After two years of service, Brian left the Amherstburg Police department in 2001. He had been hired into the OPP as a direct hire.  As it worked out, his new posting was still near his home in southwestern Ontario.  Within the OPP, he found an organization full of opportunities to advance and to develop his leadership skills.  He threw himself into the new job, was quickly promoted, and began to gain new responsibilities. 

Working for the OPP exposed Brian to a number of dangerous and violent incidents. This was part of the job, and he generally found healthy ways to cope with what he was experiencing.  Then one night in 2004, he was called to the scene of an accident out on a dark county highway. Brian recalls the nightmare scene, “I didn’t have any information besides that a van and a pickup had crashed.  I got there.  I checked on the one person–he was fine.  He was waving me towards the van that had rolled.  I climbed into this van not knowing what I was going to find in there. I ended up finding one of my good buddies from school laying there bleeding to death.

“This was my buddy, we still talked a couple times a month, still met up for beers a couple times a year.  You know, we spent a lot of time together in university. He was also doing history, so we had a lot of the same courses.  You know,  skipped out of a lot of the same courses,” Brian says with a chuckle.“ Then when we finished, I went the law way and he pursued advanced business education and did his MBA.  We knew about each other’s families and we kept tabs on each other’s kids.  Having that much of a connection was really the stinger in that one.” 

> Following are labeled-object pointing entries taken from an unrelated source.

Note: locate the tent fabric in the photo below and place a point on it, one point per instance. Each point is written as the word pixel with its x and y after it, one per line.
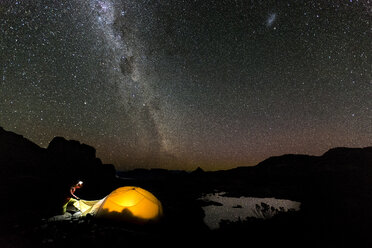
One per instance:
pixel 130 204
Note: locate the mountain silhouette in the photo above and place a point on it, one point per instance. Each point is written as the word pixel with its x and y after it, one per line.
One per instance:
pixel 335 189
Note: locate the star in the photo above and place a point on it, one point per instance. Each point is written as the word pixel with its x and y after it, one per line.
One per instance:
pixel 270 20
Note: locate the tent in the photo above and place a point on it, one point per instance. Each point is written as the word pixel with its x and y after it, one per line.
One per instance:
pixel 130 204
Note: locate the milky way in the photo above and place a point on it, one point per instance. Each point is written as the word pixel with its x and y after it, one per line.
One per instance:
pixel 181 84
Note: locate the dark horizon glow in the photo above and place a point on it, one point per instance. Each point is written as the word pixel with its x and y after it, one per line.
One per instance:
pixel 182 84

There was an unspoken code amongst first responders at the time.  The essence of it is that if you signed up for the job, you need to deal with the consequences.  It didn’t matter if you held your friend while he died, were the one who notified his wife, and led the accident investigation. If you couldn’t hack what you saw on the job, then perhaps you weren’t cut out for the work.  Dealing with the impact of traumatic incidents was done quietly, on your own.  To be seen as weak might even have career-limiting implications. 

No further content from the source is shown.